In return, the US will provide its first food aid to the impoverished communist nation in three years.
That has contributed to an easing in tensions between the long-term adversaries, but is only a first step toward restarting six-nation disarmament negotiations that the North withdrew from in 2009.
“We have been here before. We have come to these points that have been constructive and something breaks down. We need to try and change that dynamic,” Kerry said.
Despite a recent warming of ties between the US and North Korea, tensions are still running high on the divided Korean Peninsula, and Pyongyang appears cool to Seoul’s offers of dialogue.
Following US-South Korean military exercises this week, the North called for a “sacred war” against the South and held military drills of its own near a disputed sea border. In 2010, two military attacks on South Korea killed 50 of its people.
The New York conference, held informally and behind closed doors, was an opportunity to break the ice. The nuclear envoys of both North and South Korea were among representatives from eight countries taking part, most of them academics and former officials.
While organizers said the discussions were positive and helped build trust, the envoys of the rival Koreas did not hold separate talks.

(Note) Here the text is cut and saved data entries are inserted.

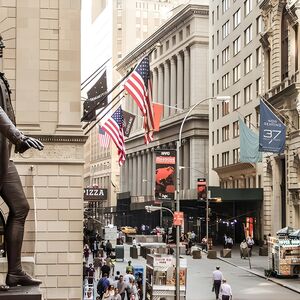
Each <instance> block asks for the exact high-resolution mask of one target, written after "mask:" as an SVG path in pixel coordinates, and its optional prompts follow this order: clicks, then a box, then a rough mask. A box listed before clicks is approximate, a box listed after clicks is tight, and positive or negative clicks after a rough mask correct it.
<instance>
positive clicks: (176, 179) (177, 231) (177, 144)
mask: <svg viewBox="0 0 300 300" xmlns="http://www.w3.org/2000/svg"><path fill="white" fill-rule="evenodd" d="M210 99H215V100H217V101H222V102H223V101H228V100H229V99H230V97H229V96H217V97H208V98H204V99H201V100H199V101H198V102H196V103H195V104H194V105H193V106H192V107H191V108H190V109H189V111H188V112H187V113H186V115H185V117H184V119H183V120H182V123H181V126H180V130H179V136H178V141H177V143H176V154H177V155H176V156H177V159H176V211H178V212H179V211H180V167H179V166H180V148H181V138H182V129H183V125H184V123H185V121H186V119H187V118H188V117H189V115H190V113H191V112H192V111H193V110H194V109H195V108H196V107H197V106H198V105H200V104H201V103H203V102H205V101H207V100H210ZM179 243H180V225H176V300H180V258H179V257H180V256H179Z"/></svg>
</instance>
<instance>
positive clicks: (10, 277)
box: [6, 271, 42, 287]
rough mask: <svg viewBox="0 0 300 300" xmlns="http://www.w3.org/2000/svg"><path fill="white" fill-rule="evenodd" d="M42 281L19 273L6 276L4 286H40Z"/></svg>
mask: <svg viewBox="0 0 300 300" xmlns="http://www.w3.org/2000/svg"><path fill="white" fill-rule="evenodd" d="M41 283H42V281H40V280H38V279H34V278H32V277H31V276H30V275H28V274H27V273H26V272H24V271H21V272H20V273H19V274H9V273H8V274H7V276H6V284H7V285H8V286H10V287H12V286H17V285H23V286H25V285H40V284H41Z"/></svg>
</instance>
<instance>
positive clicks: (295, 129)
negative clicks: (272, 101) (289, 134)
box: [261, 97, 298, 130]
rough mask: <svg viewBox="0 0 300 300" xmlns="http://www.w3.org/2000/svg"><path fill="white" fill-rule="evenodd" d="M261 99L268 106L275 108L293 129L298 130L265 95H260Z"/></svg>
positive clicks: (276, 112)
mask: <svg viewBox="0 0 300 300" xmlns="http://www.w3.org/2000/svg"><path fill="white" fill-rule="evenodd" d="M261 100H262V101H263V102H264V103H265V104H266V105H267V106H268V105H269V106H270V107H271V108H272V109H274V110H275V112H276V113H277V114H278V115H279V116H280V117H282V118H283V119H284V120H285V121H286V122H287V123H288V124H290V125H291V126H292V127H293V128H294V129H295V130H298V128H296V127H295V125H294V124H293V123H291V121H290V120H289V119H288V118H287V117H286V116H284V115H283V114H282V113H281V112H280V111H279V110H278V109H277V108H276V107H274V106H273V105H272V104H271V103H270V102H269V101H268V100H267V99H266V98H265V97H261Z"/></svg>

The US says for its relations with North Korea to fundamentally improve, there must first be an improvement in inter-Korean relations. South Korean Unification Minister Yu Woo-ik on Friday signaled Seoul’s willingness to talk to the North.
“I urge North Korea again to come forward for dialogue as soon as its internal situation stabilizes,” Yu said at a forum in Seoul, referring to the power transition in North Korea from longtime ruler Kim Jong-il, who died in December, to his untested son Kim Jong-un.
The US reassured South Korea that it will not let the recent progress with Pyongyang affect its close relations with Seoul.
“I want to be very clear: Any effort by anyone to drive a wedge between the United States and the Republic of Korea will fail,” US Secretary of State Hillary Rodham Clinton said after meeting South Korean Foreign Minister Kim Sung-hwan in Washington.